Abstract
This classroom game illustrates the strengths and weaknesses of various regulatory frameworks aimed at internalizing negative externalities from pollution. Specifically, the game divides students into three groups—a government regulatory agency and two polluting firms—and allows them to work through a system of uniform command-and-control regulation, a tradable emissions permit framework, and an emissions tax. Students observe how flexible, market-oriented regulatory frameworks can outperform inflexible command-and-control.

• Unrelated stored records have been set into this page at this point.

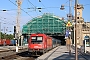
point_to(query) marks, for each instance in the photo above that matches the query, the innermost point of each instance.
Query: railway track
(16, 56)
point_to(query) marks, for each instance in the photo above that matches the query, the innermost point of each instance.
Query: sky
(8, 18)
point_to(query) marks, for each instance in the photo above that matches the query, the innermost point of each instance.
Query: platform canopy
(47, 23)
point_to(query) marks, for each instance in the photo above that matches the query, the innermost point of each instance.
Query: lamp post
(69, 20)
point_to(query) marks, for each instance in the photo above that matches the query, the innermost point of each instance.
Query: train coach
(41, 43)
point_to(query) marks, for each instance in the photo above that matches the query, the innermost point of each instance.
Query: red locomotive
(41, 43)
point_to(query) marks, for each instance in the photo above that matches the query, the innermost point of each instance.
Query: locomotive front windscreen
(36, 39)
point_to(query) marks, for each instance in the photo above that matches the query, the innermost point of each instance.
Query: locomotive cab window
(36, 39)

More important, given the ongoing debate about how best to regulate carbon dioxide emissions, students also can observe how the introduction of abatement-cost uncertainty can cause one market-oriented solution to outperform another.
The author especially thanks the organizers of and participants in the 2008 Allied Social Science Association Annual Meeting, where this article was first presented. The author also thanks three anonymous reviewers for their helpful comments and suggestions.
Notes
1. Figures depicting marginal benefit, marginal cost, and deadweight loss under both scenarios are available for download at http://economics.kenyon.edu/corrigan/pollutiongame/.

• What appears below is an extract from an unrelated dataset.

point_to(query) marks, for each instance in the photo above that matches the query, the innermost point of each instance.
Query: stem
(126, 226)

2. For large classes, the instructor may wish to divide students into two or more economies, each with its own regulatory agency and industries.

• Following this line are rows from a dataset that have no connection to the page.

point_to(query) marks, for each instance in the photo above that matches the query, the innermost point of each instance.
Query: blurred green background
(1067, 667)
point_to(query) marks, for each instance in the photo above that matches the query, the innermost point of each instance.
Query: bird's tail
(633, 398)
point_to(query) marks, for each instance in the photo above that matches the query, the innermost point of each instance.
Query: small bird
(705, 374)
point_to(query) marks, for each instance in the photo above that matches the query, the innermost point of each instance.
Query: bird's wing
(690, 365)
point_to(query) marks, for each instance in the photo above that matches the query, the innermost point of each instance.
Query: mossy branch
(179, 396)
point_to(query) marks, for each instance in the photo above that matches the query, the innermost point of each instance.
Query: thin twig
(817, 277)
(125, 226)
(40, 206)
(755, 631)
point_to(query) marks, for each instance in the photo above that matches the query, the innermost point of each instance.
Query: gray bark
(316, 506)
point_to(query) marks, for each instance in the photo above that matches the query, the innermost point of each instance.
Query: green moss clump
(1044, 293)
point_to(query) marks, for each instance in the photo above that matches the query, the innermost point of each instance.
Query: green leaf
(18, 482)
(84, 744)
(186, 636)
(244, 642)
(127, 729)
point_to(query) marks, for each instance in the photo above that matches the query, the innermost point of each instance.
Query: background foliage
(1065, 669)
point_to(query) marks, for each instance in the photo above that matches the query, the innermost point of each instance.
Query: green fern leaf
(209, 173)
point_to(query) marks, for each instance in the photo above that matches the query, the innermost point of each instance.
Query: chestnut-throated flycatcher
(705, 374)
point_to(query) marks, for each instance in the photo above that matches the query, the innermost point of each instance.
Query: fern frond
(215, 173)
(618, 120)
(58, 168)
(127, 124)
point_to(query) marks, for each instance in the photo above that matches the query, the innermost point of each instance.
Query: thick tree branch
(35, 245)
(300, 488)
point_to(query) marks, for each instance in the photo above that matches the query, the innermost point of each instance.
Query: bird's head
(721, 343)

3. Full versions of the instructions and other useful ancillary materials are available for download at http://economics.kenyon.edu/corrigan/pollutiongame/.
4. Although the instructions are written assuming that the regulator's goal is to maximize society's overall well-being, the instructor may choose to offer the regulator the option of choosing its own objective, taking a moment to point out the strengths and weaknesses of each approach. For example, the regulator can choose to minimize pollution, but this will impose a high cost on firms and, eventually, their customers. Conversely, the regulator may choose to maximize permit or tax revenue, although depending on the elasticity of firms’ pollution demand, this may lead to either too much pollution or too little pollution relative to the socially optimal level.
5. An instructor wishing to devote more attention to strategic interaction may wish to introduce a Kwerel mechanism. CitationKwerel (1977) shows that when the regulator (1) issues Z′ permits such that the marginal benefit from abatement equals the industry's stated marginal abatement cost, and (2) commits to buying back unused permits at a price equal to the marginal benefit from abatement at Z′, firms can do no better than to accurately report their costs. This would, among other things, serve as a starting point for a discussion of the larger mechanism design literature. However, this approach also adds time and complexity to the exercise. See English and Yates (2007) for a current and accessible review of the recent literature.